Improved online tool helps researchers meet grant requirements
June 16, 2014
Purdue University Libraries and its collaborators recently announced a new version of the DMPTool -- a free, online resource that helps researchers write effective data management plans for their grant proposals.
An increasing number of grant funders, such as the National Science Foundation, require the inclusion of such data management plans in proposals. The tool's new version makes it easier for researchers to collaborate and share their plans, and it provides new functionality for institutions to review and administer their researchers' plans, says Michael Witt, associate professor of library science.
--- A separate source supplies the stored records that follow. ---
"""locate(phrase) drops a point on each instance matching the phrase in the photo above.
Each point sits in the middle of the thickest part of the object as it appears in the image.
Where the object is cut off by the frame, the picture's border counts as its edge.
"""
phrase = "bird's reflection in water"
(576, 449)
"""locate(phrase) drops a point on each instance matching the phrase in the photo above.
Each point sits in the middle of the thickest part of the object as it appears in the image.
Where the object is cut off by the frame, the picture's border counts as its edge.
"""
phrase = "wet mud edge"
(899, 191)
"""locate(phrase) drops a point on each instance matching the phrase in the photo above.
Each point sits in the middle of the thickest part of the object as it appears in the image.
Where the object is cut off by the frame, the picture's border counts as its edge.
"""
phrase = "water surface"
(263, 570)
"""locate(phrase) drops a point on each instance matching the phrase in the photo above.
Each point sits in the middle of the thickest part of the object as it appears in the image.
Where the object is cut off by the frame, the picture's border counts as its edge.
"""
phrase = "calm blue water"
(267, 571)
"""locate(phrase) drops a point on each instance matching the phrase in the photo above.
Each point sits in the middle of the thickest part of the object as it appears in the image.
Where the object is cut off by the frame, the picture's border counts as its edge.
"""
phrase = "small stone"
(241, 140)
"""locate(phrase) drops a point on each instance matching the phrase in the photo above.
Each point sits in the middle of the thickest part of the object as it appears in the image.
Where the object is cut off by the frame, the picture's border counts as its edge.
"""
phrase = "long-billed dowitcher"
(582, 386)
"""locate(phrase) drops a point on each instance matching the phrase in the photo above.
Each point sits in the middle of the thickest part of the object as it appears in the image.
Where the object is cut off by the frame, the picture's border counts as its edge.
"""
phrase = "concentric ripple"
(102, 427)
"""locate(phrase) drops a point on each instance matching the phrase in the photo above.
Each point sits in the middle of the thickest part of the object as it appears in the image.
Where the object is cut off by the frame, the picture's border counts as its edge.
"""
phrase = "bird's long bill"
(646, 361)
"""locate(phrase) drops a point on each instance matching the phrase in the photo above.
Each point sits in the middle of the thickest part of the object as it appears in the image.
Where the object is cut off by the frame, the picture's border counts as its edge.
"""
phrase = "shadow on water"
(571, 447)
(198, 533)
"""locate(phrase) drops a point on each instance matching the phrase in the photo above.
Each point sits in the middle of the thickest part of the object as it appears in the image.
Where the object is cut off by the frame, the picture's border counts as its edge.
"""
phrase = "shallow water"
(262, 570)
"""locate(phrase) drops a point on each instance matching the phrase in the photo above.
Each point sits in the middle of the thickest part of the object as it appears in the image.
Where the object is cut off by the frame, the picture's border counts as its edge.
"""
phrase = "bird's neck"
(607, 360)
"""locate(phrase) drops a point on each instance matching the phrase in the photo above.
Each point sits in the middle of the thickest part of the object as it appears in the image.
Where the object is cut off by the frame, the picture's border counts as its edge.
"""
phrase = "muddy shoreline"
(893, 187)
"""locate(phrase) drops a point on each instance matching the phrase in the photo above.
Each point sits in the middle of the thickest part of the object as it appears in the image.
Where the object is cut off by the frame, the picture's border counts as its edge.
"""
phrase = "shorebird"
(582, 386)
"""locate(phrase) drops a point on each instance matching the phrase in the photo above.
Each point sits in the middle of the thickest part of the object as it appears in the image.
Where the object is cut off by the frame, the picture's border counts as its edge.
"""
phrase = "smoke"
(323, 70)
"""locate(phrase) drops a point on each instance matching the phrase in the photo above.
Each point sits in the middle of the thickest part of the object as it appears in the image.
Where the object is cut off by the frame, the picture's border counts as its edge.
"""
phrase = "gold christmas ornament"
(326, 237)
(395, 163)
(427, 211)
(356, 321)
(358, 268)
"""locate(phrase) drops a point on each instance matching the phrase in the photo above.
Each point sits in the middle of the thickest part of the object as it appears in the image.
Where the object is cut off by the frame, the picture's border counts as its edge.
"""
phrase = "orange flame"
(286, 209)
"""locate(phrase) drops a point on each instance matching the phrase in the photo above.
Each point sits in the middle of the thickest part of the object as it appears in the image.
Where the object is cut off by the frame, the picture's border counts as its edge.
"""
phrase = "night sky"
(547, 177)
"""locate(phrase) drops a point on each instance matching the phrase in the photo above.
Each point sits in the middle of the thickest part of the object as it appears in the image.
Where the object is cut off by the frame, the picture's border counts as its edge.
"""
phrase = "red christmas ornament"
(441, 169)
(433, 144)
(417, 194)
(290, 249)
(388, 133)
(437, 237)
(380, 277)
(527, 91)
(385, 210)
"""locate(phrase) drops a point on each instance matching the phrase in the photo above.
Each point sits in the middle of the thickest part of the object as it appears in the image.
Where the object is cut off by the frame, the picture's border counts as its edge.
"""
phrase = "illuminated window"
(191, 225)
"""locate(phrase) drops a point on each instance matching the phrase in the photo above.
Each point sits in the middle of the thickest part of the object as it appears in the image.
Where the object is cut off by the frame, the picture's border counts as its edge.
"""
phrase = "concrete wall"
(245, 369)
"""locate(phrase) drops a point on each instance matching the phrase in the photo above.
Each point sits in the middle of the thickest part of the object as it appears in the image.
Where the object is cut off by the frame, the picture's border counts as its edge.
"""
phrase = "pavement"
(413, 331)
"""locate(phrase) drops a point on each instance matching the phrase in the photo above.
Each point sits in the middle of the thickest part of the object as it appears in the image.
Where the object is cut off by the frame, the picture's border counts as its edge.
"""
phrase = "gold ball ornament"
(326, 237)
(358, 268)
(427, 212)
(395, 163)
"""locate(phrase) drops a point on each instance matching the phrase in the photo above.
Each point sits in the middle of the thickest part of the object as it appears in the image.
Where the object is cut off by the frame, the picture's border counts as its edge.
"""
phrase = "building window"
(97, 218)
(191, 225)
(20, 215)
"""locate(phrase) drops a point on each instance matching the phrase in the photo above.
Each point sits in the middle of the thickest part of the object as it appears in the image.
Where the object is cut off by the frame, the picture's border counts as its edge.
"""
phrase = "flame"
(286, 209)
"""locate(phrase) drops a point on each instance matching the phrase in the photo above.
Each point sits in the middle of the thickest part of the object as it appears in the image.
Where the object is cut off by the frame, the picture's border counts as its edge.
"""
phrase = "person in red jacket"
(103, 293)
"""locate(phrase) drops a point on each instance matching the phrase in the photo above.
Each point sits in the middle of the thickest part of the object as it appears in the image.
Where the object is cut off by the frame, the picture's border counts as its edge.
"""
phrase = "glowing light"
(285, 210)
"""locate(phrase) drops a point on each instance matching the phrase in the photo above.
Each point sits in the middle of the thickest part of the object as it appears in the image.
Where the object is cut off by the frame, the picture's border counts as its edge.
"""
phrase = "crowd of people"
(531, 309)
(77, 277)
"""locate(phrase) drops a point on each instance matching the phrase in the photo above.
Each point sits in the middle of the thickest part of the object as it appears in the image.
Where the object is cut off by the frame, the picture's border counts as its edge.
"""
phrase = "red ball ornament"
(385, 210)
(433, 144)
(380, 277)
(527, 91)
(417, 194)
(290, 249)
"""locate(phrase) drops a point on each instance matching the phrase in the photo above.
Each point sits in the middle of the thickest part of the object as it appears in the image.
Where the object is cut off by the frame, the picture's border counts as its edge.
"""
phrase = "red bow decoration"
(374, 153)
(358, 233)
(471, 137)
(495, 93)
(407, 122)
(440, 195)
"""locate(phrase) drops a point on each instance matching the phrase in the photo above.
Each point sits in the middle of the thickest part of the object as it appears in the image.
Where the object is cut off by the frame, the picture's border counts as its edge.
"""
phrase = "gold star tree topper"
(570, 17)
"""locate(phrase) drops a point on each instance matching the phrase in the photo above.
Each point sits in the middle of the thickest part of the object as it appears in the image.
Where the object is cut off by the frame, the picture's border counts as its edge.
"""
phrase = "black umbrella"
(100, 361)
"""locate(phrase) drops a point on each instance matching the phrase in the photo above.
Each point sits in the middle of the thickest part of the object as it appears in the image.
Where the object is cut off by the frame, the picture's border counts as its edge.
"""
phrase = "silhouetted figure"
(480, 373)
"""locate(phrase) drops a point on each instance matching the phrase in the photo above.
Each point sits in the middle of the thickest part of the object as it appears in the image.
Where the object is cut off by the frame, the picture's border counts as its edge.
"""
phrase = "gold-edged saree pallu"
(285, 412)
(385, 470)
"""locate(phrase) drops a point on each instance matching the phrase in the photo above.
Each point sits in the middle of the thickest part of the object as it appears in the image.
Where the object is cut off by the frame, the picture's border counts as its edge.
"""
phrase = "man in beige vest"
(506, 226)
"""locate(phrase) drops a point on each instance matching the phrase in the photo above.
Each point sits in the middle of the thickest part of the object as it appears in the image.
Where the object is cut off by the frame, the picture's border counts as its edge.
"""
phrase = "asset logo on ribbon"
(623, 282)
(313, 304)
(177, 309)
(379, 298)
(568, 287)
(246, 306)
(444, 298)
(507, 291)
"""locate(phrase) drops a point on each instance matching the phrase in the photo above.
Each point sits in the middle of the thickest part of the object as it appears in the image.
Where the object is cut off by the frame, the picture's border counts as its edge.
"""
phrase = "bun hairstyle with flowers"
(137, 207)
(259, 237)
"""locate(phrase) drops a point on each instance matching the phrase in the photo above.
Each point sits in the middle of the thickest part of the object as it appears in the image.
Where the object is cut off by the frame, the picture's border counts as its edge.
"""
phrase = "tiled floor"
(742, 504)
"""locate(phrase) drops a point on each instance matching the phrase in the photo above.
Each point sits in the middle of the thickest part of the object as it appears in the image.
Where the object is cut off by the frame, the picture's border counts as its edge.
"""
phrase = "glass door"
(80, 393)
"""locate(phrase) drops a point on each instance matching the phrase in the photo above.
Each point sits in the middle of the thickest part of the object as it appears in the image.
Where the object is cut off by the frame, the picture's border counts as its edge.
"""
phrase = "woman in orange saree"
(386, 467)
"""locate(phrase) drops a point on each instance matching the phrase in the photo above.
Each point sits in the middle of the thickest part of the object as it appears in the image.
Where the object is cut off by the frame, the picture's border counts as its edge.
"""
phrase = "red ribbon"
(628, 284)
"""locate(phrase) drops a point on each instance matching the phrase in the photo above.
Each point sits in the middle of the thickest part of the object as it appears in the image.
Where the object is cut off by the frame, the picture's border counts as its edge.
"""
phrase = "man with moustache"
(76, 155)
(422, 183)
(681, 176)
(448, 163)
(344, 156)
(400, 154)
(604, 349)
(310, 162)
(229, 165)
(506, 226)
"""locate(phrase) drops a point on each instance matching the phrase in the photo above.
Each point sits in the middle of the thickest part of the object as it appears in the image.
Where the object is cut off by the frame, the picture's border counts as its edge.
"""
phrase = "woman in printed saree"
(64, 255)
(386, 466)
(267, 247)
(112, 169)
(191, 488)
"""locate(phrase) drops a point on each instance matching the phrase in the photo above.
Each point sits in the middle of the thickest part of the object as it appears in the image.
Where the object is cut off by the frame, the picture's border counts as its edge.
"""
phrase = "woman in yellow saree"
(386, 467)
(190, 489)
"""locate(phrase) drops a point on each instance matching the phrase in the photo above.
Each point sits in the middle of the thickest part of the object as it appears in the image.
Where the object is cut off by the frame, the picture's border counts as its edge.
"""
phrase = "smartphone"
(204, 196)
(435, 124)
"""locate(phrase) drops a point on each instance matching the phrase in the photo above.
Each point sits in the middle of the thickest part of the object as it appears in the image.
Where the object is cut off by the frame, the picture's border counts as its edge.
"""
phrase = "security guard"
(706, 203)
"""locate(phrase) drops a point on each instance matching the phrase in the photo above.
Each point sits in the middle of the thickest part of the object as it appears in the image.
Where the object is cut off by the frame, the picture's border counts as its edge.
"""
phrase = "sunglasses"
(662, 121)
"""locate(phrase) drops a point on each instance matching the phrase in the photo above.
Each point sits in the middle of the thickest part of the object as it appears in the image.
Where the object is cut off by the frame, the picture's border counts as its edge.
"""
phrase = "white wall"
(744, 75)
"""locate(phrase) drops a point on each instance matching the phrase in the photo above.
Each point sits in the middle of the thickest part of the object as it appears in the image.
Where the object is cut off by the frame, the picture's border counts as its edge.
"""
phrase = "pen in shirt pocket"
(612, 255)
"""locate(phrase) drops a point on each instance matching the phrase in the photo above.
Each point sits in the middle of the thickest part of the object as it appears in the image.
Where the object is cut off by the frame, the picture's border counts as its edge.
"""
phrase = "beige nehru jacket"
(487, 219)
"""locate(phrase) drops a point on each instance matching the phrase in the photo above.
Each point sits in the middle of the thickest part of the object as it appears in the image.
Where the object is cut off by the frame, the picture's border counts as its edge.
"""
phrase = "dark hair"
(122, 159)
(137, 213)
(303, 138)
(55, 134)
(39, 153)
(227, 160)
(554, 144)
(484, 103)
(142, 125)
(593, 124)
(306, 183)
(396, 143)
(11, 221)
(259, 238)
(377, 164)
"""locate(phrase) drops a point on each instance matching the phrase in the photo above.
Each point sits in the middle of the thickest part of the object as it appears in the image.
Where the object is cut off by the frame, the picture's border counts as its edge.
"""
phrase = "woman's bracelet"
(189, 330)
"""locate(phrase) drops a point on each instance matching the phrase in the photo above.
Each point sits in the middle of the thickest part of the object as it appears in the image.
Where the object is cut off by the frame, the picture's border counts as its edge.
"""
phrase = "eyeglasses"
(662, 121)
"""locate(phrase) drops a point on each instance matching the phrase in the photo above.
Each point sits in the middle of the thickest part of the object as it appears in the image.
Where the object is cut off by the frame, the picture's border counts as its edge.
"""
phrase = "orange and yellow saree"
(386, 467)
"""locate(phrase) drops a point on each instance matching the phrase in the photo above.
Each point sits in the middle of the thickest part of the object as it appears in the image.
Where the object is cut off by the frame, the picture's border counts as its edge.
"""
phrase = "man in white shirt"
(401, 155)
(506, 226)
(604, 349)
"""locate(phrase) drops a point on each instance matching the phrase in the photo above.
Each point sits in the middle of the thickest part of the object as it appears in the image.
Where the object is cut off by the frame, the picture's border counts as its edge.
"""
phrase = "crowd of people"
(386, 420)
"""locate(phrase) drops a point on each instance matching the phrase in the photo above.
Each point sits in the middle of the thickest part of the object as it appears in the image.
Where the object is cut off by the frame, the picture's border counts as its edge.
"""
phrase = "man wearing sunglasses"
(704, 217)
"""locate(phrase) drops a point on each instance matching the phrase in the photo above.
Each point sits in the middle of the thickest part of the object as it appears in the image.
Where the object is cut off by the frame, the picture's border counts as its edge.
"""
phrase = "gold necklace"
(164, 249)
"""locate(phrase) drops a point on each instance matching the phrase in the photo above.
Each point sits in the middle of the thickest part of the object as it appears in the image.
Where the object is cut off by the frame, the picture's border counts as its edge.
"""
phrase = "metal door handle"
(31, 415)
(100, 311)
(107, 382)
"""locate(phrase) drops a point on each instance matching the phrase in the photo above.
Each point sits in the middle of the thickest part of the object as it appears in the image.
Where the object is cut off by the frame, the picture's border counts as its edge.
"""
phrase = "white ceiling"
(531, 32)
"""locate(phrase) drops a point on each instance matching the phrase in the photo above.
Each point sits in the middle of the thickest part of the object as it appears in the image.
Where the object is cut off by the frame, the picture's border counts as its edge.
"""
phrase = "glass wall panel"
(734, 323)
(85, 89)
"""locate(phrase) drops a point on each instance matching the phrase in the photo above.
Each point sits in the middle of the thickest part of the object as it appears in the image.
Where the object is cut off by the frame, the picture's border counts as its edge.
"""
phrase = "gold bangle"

Witt is also head of the Distributed Data Curation Center (D2C2) at Purdue Libraries.
"Researchers who are writing grant proposals can log onto the DMPTool 2 (http://dmptool.org), and select their specific funder and program, and the tool will guide them through a series of questions that are tailored to the data management requirements of the funding program," Witt says.
Once a researcher has answered the tool's questions, it compiles the answers into a data management plan that can be included in a grant proposal. The tool automatically adds and centrally maintains new funding programs and requirements, Witt says.
Throughout the process of creating the data management plan, the tool provides customized help and suggests resources that might be available at researchers' local institutions.
Interface and information architecture improvements implemented in the new tool were based on research from Tao Zhang, assistant professor of library science and user experience specialist at Purdue.
In creating the tool's new version, Purdue's development partners were the California Digital Library, the University of Virginia, the University of Illinois at Urbana-Champaign, DataONE and the Smithsonian Institution. The Alfred P. Sloan Foundation and the Institute of Museum and Library Services provided support.
Since its release in October 2012, more than 9,100 researchers have used the tool, and 115 U.S. universities and other research institutions have adopted it for widespread use. The tool's new version launched earlier this month.